Monday, July 7, 2008

The rich have more money

And here's yet another way the rich are different from you and me: They have more psychiatrists. But according to a feature story in today's New York Times, entitled "Challenges of $600-a-Session Patients," therapists to the elite are in a quandary. Here is the problem, in a nutshell:

Wealth reminiscent of the Gilded Age has encouraged a thriving business for a small and highly specialized group of therapists in New York and elsewhere. Their daily work gives them an intimate view of an elite who differ in some ways from their predecessors, and who can test the therapists who treat them.

More than a dozen therapists who are respected by their peers in the counseling of extremely wealthy patients said in interviews that, as with the real estate mogul, it can be hard to resist the temptation to sycophantically adopt their point of view.

In some cases, the patients treat their therapists as but another member of their entourage of servants. Some therapists also cited a heightened difficulty with frustration and setbacks for people used to getting what they wanted. And they are resistant to opening up, to showing vulnerability.

The article leads off with the story of a therapist treating a "young titan of New York real estate" who was thinking about bidding $8 million for a painting. His therapist told him he should go for it; you know, express his inner mogul. But a colleague of the therapist later rebuked him for encouraging this "addiction" rather than treating it as a neurosis.

I am sure that rich people get depressed, anxious, and phobic, just like the rest of us--although they certainly don't have as much reason to. But when they do, they can afford all the pyschological help money can buy. The rest of us, given how stingy most insurance companies are about paying for therapy and mental health care, often have to work things out for ourselves, if we can. Perhaps therapists to the rich should also do more volunteering at homeless shelters, public hospitals and other places where depressed and troubled patients congregate. It might help them put their elite clients' problems into perspective.

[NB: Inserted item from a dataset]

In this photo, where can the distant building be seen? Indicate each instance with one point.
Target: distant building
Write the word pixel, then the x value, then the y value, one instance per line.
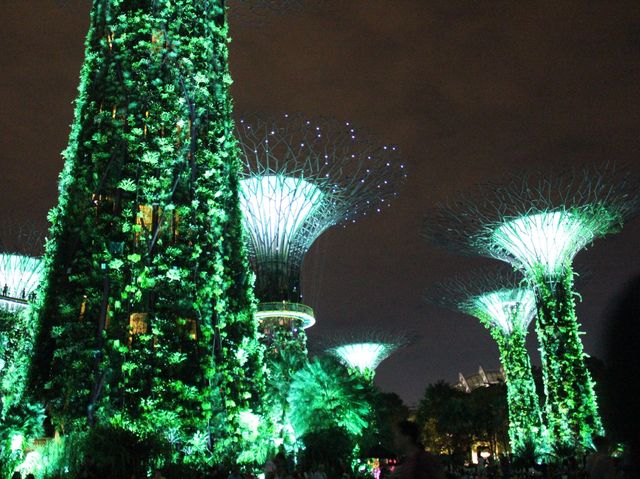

Actually, the biggest problem I have with this article is that it is part of a series the Times has been doing about the Age of Riches. The articles in this series, the online blurb tells us, "are examining the effects of the growing concentration of wealth." This is the 11th story in the series, which has been running since August 2007. But look at the topics: Millionaires who don't feel rich, getting wealthy without an M.B.A., the challenges of being an internet tycoon, the attitudes of former candidates John Edwards and Mitt Romney towards their money, the need for prep schools to hire money managers, and so forth. Only a couple of the stories focus on how the rapidly increasing concentration of wealth in the United States is affecting those who aren't on the receiving end of it--that is, nearly everybody. And even those stories deal with the topic very indirectly (eg, whether the results of philanthropy are worth the tax breaks rich people get for appearing to be generous.)

Don't get me wrong: The Times, and many other media outlets, often do a decent job of looking at the problems of the poor as well as the rich. But as economies world-wide slip more deeply into recession, perhaps a series on the "Age of Riches" needs more perspective--just like those therapists who keep the rich from going as crazy as the rest of us.

Addendum: If you want to read about psychology that is more relevant to you and me, check out a story that Boston University journalism graduate student Aspasia Daskalopoulou wrote for my Science and the Mass Media class last semester. She profiles a psychologist who studies the role of family dinners in keeping families together. It is now posted on the blog Science Metropolis, run by graduate student Joseph Caputo.

McCain watch: While you are perusing the Times today, be sure to take a look at this fuzzy-minded piece by columnist William Kristol. In asking whether former McCain strategist Mike Murphy is going to join his campaign or not (or when), Kristol provides insights into the disarray in the McCain camp--including the fact that McCain's own people have not figured out why he should be president. McCain "understands that his campaign has failed to develop an overarching message," Kristol tells us. Gosh, I thought it was up to the candidate to do that!

More McCain: The poll numbers continue to look bad for McCain. It seems that no matter what Obama does, he is more inspiring than McBush.